Rupert Everett: The Next Best Thing -- 2000

For all of his lamenting that coming out of the closet killed his chances of ever being a leading man, Rupert Everett might just want to look at his work opposite Madonna (who is no better) in this 2000 flop from director John Schlessinger. We almost gave Rupert a pass considering word is he stepped in at the last minute to save the film because Schlessinger was so ill, but the story of a woman who has a baby with her gay best friend, then sues him for custody when he doesn't like her fiance, is so grating, it's hard to care about either character.

Alexis Smith: Once is Not Enough -- 1975

1940s starlet Smith is not only gorgeous, she's a hoot as the world's richest closeted lesbian torn between a penniless movie director (Kirk Douglas) and an enigmatic Garbo-esque star (Melina Mercouri)--only this isn't a comedy. This glossy but ultimately lethargic film was adapted from the torrid bestseller by Valley of the Dolls author Jacqueline Susann, who allegedly based the character Smith plays on one-time wife of Cary Grant, heiress Barbara Hutton.

Adam Sandler: I Now Pronounce You Chuck and Larry -- 2007

Adam Sandler doesn't play gay in I Now Pronounce You Chuck and Larry -- he plays a guy who pretends to be gay to get domestic partner benefits, which is even more offensive. The film has its moments, but Sandler is grating as usual (much more so than Kevin James), and the whole concept that these straight guys have a sort of epiphany about gay rights gets lost in the shuffle.

Al Pacino: Cruising -- 1980

As a straight cop who dons a gold chain and tight black tank top as an undercover disguise while investigating a gay murder in New York's S/M scene, Pacino's performance is practically legendary--but for the wrong reasons. Though this isn't Pacino's worst performance, it's definitely his most disconnected. But who can blame him, as gay activists frequently disrupted the film while it was shooting. He fared much better the next time he played a gay character -- Roy Cohn in 2004's Angels in America.

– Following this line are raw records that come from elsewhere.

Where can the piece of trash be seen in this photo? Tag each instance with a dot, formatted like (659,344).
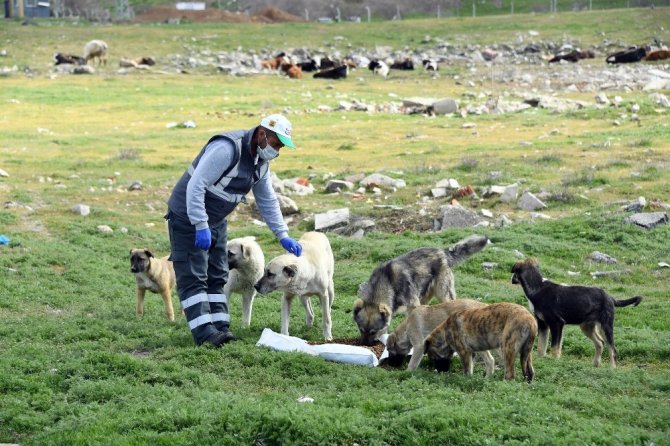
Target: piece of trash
(181,125)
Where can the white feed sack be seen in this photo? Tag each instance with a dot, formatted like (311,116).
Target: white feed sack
(349,354)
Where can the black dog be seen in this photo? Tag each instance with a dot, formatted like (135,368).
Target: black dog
(556,305)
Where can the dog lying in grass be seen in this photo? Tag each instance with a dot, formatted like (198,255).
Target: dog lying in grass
(507,326)
(556,305)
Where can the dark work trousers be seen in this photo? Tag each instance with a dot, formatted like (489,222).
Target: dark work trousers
(201,276)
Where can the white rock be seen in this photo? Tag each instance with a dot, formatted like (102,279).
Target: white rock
(81,209)
(104,229)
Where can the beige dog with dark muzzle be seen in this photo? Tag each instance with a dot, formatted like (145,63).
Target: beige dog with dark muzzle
(153,274)
(311,274)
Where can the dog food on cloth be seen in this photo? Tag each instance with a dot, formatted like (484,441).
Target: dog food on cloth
(349,354)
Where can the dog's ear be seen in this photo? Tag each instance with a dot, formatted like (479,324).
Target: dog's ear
(364,289)
(385,311)
(358,306)
(291,270)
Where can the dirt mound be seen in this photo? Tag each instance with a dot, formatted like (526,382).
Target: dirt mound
(168,13)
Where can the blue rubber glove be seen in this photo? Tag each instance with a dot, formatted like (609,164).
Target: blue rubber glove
(203,239)
(291,246)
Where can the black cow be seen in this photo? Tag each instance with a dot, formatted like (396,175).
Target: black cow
(405,64)
(308,66)
(631,55)
(339,72)
(573,56)
(63,58)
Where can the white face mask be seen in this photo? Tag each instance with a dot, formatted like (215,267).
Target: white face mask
(268,152)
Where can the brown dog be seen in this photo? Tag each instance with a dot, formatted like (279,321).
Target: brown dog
(507,326)
(419,323)
(155,275)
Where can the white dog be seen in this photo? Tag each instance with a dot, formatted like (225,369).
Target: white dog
(246,262)
(311,274)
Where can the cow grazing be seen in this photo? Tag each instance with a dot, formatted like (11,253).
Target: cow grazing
(405,64)
(291,70)
(379,67)
(429,64)
(658,55)
(333,73)
(64,58)
(308,66)
(96,49)
(631,55)
(326,62)
(273,64)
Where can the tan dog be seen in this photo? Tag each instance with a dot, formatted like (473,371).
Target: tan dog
(409,280)
(418,324)
(507,326)
(311,274)
(155,275)
(246,262)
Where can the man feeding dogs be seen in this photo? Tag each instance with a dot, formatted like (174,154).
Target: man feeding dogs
(229,166)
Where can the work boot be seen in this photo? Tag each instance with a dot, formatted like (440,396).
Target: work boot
(219,338)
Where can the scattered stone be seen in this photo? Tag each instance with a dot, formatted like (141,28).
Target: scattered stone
(339,185)
(286,205)
(609,273)
(599,257)
(444,107)
(438,192)
(331,219)
(456,217)
(510,193)
(635,206)
(448,184)
(647,220)
(503,221)
(379,180)
(529,202)
(135,185)
(104,229)
(81,209)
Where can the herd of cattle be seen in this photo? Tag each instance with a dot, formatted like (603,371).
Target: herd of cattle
(338,68)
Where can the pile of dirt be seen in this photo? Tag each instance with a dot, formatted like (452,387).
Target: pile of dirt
(169,13)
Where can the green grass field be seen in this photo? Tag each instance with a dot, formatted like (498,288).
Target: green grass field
(78,366)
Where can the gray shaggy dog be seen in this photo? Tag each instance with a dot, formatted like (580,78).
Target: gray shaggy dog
(409,280)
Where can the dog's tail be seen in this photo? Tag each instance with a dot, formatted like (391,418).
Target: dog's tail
(635,301)
(460,251)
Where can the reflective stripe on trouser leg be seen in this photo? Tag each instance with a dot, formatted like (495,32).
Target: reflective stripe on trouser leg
(190,266)
(218,304)
(217,276)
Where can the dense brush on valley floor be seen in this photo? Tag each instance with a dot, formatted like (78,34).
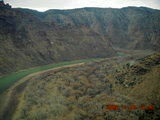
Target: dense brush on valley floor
(83,92)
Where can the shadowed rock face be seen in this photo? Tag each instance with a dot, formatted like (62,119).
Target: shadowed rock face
(29,38)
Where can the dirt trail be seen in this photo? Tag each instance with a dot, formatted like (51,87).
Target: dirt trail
(9,99)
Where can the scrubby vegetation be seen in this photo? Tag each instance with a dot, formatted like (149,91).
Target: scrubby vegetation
(83,92)
(7,80)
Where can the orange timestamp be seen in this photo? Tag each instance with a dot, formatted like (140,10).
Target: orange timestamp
(129,107)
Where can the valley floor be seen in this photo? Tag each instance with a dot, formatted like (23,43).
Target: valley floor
(88,91)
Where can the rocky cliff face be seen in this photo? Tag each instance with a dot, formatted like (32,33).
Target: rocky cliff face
(29,38)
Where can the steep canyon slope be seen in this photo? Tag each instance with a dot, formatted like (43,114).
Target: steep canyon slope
(30,38)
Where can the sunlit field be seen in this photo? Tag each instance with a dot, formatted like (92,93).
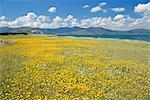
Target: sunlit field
(67,68)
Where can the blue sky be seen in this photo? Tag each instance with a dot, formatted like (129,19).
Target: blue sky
(15,8)
(12,9)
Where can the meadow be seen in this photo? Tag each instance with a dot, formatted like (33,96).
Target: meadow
(66,68)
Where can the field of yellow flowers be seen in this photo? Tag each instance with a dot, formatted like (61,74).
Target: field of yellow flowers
(66,68)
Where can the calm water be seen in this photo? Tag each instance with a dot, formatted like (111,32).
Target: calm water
(130,37)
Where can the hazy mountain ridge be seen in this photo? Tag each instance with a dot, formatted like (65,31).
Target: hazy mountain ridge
(77,31)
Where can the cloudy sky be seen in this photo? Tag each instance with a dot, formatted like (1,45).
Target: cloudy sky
(110,14)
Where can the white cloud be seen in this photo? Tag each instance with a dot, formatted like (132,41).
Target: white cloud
(99,8)
(96,9)
(142,8)
(118,9)
(86,6)
(118,17)
(52,9)
(118,22)
(102,3)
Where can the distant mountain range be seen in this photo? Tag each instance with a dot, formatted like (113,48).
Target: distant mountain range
(75,31)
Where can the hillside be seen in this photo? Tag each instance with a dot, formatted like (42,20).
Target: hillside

Christina Ricci: Monster -- 2003

Charlize Theron's career-defining performance as rape victim turned killer Aileen Wuornos was made to look even better opposite Ricci's whiny, unbalanced work as her runaway girlfriend Shelby. Ricci has turned in some fine performances in her career (most notably in The Opposite of Sex), but this is not one of them, and she almost single-handedly drags the entire film down with her.

Michael Greer: The Gay Deceivers -- 1969

The year of the Stonewall riots was obviously a bad one for gay characters in the movies, as this exploitative curiosity proves. Two straight draft dodgers pretend to be a couple and move into a gay housing complex managed by Malcolm (Michael Greer, center), the swishiest homosexual in San Francisco. Hilarity doesn't ensue. Perhaps the blame doesn't rest entirely with Greer, who was gay, and is reported to have lobbied the director to tone down the negative characteristic of his flamboyant character, such as practically having a nervous breakdown when someone steps in his flowerbed.

Barbara Stanwyck: Walk on the Wild Side -- 1962

A script this lousy could defeat even the usually dependable Stanwyck. As a neurotic New Orleans madam obsessed with her star hooker (Capucine), Stanwyck launches into overblown Bette Davis-mode, devouring the scenery of her Doll House bordello in an effort to make this lurid melodrama work.

Boat Trip: 2002

Some movies are just so abysmally bad, everything about them is worth mentioning. Boat Trip -- one of many terrible films in Cuba Gooding Jr.'s post Jerry Maguire career -- follows two down-and-out friends who accidentally find themselves on a gay cruise. Every character on the boat is a stale, hypersexualized stereotype, and the antigay gags fly fast and furious. When originally reviewed in The Advocate, we wrote that it was "too terrible to protest." Enough said.